The diagnosis is similar to what most spectators said about the Pussy Riot trial. Though convicted of hooliganism motivated by religious hatred, the group claimed their performance in a church in February was political, targeting the newly sealed alliance between the church leadership and then-presidential candidate Vladimir Putin.

The Pussy Riot verdict was a warning from the Kremlin to its opponents, primarily the “creative class” – young educated urbanites who unsuccessfully rallied in the tens of thousands in recent months against Putin’s return to power, analysts said.

The Art of Protest

Pussy Riot are not National-Bolsheviks of the early 2000s, if only because they explicitly bridge the gap between art and politics, said Mikhail Tulsky of the Center for Political Analysis, a think tank.

The “punk” group grew out of Voina, a radical art collective famed for street performances, one of which – a 65-meter-long phallus painted on a drawbridge across from a Federal Security Service building in St. Petersburg last year – even won the prestigious Innovation art award.
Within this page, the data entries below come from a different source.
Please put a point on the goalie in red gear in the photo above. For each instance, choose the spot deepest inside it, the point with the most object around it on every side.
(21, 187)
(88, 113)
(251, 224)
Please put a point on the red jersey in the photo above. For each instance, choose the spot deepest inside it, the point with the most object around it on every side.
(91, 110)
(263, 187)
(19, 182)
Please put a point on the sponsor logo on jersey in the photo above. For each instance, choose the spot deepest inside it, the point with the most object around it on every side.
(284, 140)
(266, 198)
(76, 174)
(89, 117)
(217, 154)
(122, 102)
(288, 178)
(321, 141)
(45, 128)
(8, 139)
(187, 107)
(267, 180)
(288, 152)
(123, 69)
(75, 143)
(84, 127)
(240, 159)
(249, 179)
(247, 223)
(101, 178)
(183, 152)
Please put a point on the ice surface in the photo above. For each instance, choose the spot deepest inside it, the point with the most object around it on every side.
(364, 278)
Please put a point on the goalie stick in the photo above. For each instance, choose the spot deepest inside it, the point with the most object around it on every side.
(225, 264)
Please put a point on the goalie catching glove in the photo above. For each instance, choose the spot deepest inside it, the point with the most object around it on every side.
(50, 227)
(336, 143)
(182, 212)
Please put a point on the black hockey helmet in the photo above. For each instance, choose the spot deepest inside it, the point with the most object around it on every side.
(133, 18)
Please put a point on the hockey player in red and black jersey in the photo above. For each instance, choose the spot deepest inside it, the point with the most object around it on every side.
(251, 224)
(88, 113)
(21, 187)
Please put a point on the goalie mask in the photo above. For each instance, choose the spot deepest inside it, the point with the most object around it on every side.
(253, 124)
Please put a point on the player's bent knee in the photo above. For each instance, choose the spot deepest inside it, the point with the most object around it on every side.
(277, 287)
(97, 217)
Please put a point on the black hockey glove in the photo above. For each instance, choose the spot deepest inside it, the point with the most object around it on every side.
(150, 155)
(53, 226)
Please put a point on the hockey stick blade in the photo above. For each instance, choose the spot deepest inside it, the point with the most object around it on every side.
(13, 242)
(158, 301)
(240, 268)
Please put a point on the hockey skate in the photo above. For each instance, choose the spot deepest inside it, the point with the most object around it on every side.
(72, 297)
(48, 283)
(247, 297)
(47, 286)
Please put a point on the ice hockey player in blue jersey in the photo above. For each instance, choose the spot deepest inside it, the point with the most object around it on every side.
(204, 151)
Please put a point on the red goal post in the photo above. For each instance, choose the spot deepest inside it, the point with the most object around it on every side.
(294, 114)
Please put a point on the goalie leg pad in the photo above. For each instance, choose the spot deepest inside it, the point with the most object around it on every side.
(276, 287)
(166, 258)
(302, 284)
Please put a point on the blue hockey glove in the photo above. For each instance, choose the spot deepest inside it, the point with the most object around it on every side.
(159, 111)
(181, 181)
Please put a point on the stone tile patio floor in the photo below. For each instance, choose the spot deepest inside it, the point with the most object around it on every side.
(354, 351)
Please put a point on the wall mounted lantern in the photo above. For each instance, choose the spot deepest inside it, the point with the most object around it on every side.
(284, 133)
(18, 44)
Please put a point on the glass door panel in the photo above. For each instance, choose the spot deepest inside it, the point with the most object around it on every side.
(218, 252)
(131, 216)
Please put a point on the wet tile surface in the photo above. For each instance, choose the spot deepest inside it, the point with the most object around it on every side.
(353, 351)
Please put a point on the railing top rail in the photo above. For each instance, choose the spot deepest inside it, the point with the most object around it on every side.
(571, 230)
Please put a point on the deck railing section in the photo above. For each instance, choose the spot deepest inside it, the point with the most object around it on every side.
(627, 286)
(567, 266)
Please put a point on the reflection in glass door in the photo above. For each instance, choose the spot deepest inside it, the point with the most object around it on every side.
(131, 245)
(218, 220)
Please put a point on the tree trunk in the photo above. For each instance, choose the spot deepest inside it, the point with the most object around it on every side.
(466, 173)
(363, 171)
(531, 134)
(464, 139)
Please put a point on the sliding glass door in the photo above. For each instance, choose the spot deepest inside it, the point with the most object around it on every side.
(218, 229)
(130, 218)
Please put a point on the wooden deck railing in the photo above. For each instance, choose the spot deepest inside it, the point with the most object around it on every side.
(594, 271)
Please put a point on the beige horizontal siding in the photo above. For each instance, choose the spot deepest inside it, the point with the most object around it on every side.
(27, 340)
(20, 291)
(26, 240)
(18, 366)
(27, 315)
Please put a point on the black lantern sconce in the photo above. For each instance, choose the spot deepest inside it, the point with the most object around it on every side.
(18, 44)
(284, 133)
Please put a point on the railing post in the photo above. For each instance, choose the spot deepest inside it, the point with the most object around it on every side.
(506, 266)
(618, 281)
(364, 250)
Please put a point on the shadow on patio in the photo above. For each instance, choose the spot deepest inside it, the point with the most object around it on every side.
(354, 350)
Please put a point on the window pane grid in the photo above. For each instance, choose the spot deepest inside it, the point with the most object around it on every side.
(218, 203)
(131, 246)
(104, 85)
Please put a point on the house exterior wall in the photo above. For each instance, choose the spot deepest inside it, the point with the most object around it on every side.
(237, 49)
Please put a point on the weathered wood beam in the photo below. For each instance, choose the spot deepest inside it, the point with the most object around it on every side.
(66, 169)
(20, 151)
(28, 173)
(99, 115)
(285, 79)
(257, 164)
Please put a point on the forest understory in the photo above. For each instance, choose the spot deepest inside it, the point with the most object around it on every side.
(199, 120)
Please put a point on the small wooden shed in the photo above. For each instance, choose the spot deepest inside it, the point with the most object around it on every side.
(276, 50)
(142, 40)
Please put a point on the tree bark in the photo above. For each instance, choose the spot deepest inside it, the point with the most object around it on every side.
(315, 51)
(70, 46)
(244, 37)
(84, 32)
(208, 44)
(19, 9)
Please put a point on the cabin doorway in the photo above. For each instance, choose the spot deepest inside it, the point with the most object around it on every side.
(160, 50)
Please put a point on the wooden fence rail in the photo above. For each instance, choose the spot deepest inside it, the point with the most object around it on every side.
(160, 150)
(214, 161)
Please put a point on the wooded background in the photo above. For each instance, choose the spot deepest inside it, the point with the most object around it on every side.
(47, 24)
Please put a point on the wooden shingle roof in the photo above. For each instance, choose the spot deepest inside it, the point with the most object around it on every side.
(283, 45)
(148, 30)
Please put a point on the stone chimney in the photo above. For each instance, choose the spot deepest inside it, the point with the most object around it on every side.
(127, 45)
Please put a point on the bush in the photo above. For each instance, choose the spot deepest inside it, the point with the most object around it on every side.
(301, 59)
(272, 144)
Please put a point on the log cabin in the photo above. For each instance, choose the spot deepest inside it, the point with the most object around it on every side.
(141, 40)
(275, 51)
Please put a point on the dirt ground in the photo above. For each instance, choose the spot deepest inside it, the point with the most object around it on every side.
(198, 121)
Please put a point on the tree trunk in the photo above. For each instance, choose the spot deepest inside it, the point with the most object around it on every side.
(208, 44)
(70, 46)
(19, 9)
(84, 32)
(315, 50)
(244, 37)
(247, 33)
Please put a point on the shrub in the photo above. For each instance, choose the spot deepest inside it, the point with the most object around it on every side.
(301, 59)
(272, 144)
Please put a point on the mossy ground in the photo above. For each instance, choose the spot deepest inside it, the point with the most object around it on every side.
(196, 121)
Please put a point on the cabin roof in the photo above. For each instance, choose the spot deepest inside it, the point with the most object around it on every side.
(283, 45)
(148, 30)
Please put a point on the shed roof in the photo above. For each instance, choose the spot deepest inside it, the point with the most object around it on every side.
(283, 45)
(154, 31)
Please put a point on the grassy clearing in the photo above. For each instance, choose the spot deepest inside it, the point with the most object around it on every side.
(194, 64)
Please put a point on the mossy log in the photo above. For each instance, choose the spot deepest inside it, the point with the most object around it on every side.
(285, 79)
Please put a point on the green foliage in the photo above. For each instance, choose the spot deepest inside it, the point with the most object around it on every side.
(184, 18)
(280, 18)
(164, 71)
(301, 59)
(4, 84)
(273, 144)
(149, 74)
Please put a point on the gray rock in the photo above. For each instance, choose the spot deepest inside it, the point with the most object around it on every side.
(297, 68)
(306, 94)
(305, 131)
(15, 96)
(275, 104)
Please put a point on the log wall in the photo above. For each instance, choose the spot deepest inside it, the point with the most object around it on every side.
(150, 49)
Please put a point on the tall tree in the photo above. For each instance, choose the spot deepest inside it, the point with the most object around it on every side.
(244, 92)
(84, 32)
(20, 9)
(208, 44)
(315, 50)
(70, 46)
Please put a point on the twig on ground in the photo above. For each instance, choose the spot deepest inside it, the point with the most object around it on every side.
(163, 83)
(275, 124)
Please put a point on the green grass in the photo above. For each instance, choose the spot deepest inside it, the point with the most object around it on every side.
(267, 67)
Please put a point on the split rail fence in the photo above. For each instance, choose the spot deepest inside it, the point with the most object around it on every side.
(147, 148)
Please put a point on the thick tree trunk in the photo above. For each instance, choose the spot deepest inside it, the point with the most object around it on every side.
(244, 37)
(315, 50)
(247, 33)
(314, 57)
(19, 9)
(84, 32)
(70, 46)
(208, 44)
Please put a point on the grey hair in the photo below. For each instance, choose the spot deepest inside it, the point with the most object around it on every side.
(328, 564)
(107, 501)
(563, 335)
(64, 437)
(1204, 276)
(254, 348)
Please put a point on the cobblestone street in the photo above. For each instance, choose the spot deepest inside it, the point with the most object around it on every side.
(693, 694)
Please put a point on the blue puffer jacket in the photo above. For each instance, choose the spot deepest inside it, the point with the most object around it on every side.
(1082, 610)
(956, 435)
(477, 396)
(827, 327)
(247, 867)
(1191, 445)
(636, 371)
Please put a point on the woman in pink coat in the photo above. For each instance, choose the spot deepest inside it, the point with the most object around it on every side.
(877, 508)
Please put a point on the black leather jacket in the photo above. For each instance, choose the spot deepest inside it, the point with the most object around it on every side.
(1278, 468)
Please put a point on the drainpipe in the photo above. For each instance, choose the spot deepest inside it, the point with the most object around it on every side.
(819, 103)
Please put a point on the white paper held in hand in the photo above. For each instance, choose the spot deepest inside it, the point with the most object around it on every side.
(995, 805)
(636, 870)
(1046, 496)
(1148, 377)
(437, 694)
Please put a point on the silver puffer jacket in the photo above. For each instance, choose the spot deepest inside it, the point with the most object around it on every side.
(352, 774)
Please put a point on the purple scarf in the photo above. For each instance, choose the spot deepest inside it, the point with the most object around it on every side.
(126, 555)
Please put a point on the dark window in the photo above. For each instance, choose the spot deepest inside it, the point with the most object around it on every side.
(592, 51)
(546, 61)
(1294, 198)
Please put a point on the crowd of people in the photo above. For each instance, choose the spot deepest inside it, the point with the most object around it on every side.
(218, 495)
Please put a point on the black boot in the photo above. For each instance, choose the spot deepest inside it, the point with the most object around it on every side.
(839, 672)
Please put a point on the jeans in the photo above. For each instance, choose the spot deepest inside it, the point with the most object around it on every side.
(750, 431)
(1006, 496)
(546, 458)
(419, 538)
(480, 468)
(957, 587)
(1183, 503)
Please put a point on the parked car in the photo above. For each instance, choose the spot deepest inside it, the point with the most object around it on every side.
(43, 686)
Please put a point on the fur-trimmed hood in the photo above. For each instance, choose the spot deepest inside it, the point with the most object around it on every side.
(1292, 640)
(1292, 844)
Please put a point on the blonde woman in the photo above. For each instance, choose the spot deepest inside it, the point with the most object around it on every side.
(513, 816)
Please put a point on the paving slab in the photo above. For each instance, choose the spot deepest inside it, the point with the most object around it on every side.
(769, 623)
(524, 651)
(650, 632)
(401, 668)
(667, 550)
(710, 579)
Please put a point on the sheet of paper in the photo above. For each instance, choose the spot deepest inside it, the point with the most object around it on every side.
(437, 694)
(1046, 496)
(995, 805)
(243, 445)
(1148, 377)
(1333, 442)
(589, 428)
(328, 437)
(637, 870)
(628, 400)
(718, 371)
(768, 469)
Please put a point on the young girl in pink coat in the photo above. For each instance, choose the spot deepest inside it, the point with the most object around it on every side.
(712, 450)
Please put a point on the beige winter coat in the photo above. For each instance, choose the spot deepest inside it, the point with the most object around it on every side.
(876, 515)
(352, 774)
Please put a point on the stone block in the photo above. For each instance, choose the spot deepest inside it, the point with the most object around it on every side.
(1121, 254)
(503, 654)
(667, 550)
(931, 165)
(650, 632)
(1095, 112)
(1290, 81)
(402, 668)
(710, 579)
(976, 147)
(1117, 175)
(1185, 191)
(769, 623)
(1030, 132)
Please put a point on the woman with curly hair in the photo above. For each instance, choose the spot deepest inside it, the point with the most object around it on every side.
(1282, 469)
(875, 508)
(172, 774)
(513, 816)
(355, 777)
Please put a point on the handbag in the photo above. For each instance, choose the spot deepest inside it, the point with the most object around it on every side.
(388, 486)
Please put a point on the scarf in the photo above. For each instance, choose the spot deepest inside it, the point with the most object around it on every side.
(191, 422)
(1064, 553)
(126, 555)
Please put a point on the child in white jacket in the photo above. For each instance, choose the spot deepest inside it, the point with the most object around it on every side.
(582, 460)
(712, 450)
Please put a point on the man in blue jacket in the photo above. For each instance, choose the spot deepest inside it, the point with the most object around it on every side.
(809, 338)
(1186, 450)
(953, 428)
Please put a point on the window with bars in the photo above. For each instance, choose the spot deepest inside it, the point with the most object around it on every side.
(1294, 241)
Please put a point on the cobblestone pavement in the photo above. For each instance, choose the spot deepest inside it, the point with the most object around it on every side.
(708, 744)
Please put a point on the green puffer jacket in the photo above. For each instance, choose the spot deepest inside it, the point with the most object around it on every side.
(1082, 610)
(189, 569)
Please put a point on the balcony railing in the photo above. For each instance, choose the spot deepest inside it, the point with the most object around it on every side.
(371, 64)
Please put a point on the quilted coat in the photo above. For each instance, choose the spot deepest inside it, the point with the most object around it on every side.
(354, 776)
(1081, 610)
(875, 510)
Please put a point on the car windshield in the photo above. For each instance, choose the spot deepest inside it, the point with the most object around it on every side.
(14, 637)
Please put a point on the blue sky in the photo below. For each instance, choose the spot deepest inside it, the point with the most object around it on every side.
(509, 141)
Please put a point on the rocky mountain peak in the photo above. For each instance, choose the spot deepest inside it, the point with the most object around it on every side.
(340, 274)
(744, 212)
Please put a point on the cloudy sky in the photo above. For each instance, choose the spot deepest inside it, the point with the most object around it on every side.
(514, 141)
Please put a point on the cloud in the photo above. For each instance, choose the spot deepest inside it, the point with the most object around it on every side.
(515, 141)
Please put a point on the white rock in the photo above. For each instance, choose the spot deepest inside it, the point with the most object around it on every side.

Voina has always viewed the “political actionism” of National-Bolsheviks as a source of inspiration, said Pyotr Verzilov, a member of one of the art group’s factions and the husband of one of three jailed Pussy Riot members.

“[But] Voina has eschewed our covenants” by taking on religion, said Limonov.

“Our message was social,” said NBP’s Yezhov, himself an Orthodox Christian. “They are raising ethical questions, which are always much more ambiguous.”

Behind the Curve

Pussy Riot is channeling the demands of the “creative class,” which wants Russia to adopt a Western societal model, complete with democratic freedoms and strict separation of church and state, Makarkin said.

In the 2000s, Western-minded urbanites subscribed to Putin’s promise of stability in exchange for political rights, but they are disappointed in the exchange now and want the rights back, most experts said about the ongoing anti-Kremlin protests in Moscow.

The Kremlin is actually trying to adapt to new times, which explains the jail term for Pussy Riot being slashed to two years from the maximum seven after Putin called to not punish them too “harshly,” Makarkin said. But it was not enough to stem the outrage, he said.

“The authorities are behind the curve because society has changed, and because they are afraid that concessions will be seen as a weakness,” Makarkin said.